Сжимая в руке дымящийся пистолет, она рухнула в кресло, глядя на вышедшего из-за кушетки Тома. Они не сводили друг с друга глаз. Джек Кэмерон был забыт.

Джек смотрел на них, растеряв всю свою жажду мести. Его страсть развеялась. Он по-прежнему восхищался храбростью и красотой Эстер, но теперь это чувство уже не могло толкнуть его на безумные поступки. Он горько сожалел о своем спасении, зная, что лишь приказ Дилхорна заставил Эстер выстрелить в потолок.

Хуже того, он был обязан жизнью подонку-«каторжанину».

Прислонившись к стене, выдохшийся и измученный, он мог думать лишь об одном: в мире нет ни одного человека, который любил бы его так сильно, что решился бы ради него на убийство.

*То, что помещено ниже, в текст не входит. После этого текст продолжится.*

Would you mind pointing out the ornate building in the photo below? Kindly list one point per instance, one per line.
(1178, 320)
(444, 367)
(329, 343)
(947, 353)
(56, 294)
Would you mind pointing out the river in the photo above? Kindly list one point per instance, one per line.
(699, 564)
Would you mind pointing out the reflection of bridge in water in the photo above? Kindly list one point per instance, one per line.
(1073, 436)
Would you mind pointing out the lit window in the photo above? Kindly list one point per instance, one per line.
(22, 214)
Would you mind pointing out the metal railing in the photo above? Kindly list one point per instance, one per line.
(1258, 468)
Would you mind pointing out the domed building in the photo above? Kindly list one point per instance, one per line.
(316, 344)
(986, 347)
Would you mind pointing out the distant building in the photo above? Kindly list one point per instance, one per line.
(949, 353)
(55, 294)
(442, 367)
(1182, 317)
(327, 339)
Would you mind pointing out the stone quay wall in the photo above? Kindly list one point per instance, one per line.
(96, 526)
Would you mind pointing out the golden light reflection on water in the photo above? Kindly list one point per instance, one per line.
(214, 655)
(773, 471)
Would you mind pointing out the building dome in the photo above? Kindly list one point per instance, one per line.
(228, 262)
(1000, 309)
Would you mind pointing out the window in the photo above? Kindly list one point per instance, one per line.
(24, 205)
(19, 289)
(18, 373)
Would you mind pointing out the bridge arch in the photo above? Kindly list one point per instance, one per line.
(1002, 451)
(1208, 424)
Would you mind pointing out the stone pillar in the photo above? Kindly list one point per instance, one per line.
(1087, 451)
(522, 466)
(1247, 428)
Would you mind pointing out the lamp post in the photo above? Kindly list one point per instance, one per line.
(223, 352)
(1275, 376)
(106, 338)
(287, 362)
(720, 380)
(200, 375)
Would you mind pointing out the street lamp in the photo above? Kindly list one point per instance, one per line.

Том опустился рядом с Эстер на колени, не замечая крови, струящейся из простреленного плеча, и обнял ее здоровой рукой.

Эстер расплакалась, сквозь слезы она вновь и вновь повторяла его имя.

— Я думала, он убил тебя, — выдавила она наконец.

— Моя отважная девочка, — прошептал Том. — Успокойся, все уже позади.

— Я бы убила его, — сказала Эстер, — ради тебя.

Постепенно ее рыдания стихли, и она молча прижалась к Тому.

Джек Кэмерон рухнул в кресло. Его лицо тоже казалось пепельным. Разряженный пистолет лежал перед ним на столе, но у него не было сил зарядить его.

Джек сам не понимал, что делает здесь, в этой странной комнате на краю света, перед мужчиной и женщиной, забывшими о ее присутствии. Он безучастно взглянул на Тома, который, успокоив Эстер, вынул пистолет из ее ослабевшей руки и положил его на стол рядом с пистолетом Джека.

— Убирайся, — сказал он Джеку. — Чтоб духу твоего здесь не было.

— Нет, — воскликнула Эстер, вскочив с кресла. — Нет, Том! Он пытался убить тебя. Он тебя ранил. Ты не можешь его отпустить.

Он попытался ее утихомирить.

— Любимая, не надо горячиться. Не хватало нам еще подавать в суд на этого мошенника. Он уже достаточно наказан. Я же не умер.

Но Эстер не сдавалась — словно тигрица, защищающая своего возлюбленного и своего нерожденного детеныша.

— Пускай его повесят. Я хочу, чтобы его повесили. Он думал, что убил тебя. Он радовался. Он сам так сказал.

Том погладил ее по щеке.

— Тише, дорогая. Я и сам виноват. Я обошелся с ним слишком жестоко. Перестарался. Если бы я не гордился так своей хитростью, ничего бы не случилось. Не повторяй моих ошибок.

Он снова взглянул на Джека, и его лицо помрачнело.

— Убирайся, пока я не передумал. Утром я пришлю тебе твои долговые расписки, и можешь их сжечь. Мне ничего от тебя не нужно.

У Джека подгибались колени. С трудом он встал, цепляясь за столик, и повернулся к Тому.

— Я должен благодарить тебя за спасение?

Он усмехался, хоть слабо, но усмехался.

— Не стоит, — ответил Том. — Я ничего от тебя не хочу. Оставь меня в покое. Никто ничего не узнает. Мстить я тебе не собираюсь. Возвращайся в казарму, пока тебя не хватились.

Том считал Джека конченым человеком, и это было недалеко от истины. Он повернулся к жене и поцеловал ее. Эстер все еще не оправилась от потрясения.

Душа Джека вновь наполнилась горьким сожалением. Его военная карьера завершилась, будущее неясно, а его жизнь спас бывший каторжник, которому посчастливилось завоевать такую любовь, о которой большинство мужчин могут только мечтать.

Какая женщина пошла бы на убийство ради Джека Кэмерона?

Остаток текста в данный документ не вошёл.